C’est compter sans le hasard. Sans l’émerveillement de l’œil, le choc d’un tableau croisé au détour d’une salle à priori anodine. La galerie des collections permanentes de Beaubourg est ainsi faite qu’elle entrecroise dans un même champ de vision des œuvres très différentes et l’on peut s’amuser à passer de l’une à l’autre au gré des regards perdus. Je crois traverser un couloir sans intérêt pour rejoindre un tableau connu (dont je ne me souviens plus, pour le coup !), quand quelque chose arrête mon pas, à ma droite.
Une immense toile noire, entièrement noire, d’un noir pur, intense, fabuleux. Je m’arrête, béate, surprise, happée. Un rapide coup d’œil sur le petit carton m’informe qu’il s’agit d’un monochrome de Soulages.

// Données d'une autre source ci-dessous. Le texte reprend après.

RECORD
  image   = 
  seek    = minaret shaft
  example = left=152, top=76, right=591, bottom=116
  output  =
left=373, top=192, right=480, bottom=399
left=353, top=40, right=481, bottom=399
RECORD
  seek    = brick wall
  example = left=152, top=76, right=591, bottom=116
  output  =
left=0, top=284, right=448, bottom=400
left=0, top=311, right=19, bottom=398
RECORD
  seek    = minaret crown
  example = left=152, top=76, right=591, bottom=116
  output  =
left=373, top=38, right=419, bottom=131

Tétanisée, je reste debout, à quelques mètres de la toile qui m’absorbe littéralement dans ce noir subjuguant. Et pourtant, ce n’est « que » du noir.
Mais quel noir ! Il est presque lumineux. De ces noirs qui irradient une sorte de lumière venue de nulle part, quelque chose d’infini qui sourd d’entre les rais parallèles tracés au grattoir dans la matière. Il n’y a pas l’ombre d’un reflet de projecteur, pas une once de blanc, ni d’aucune couleur. Que du noir. Et pourtant une incompréhensible sensation de lumière inonde l’ensemble.
Du coin de l’œil, je perçois le mouvement du gardien de la salle qui s’apprêtait à traverser entre Soulages et moi et qui s’est ravisé en me voyant. Nos regards se croisent, une fraction de seconde, il sourit et me contourne afin de ne pas perturber ma contemplation. Je suis seule dans la salle ; le monochrome noir de Soulages attire beaucoup moins que le bleu de Klein…
Dix minutes plus tard, le gardien reparaît, faisant sa ronde en sens inverse. Je n’ai pas bougé. Et il sourit à nouveau, de cet air complice et comblé des personnes qui se découvrent un préféré commun.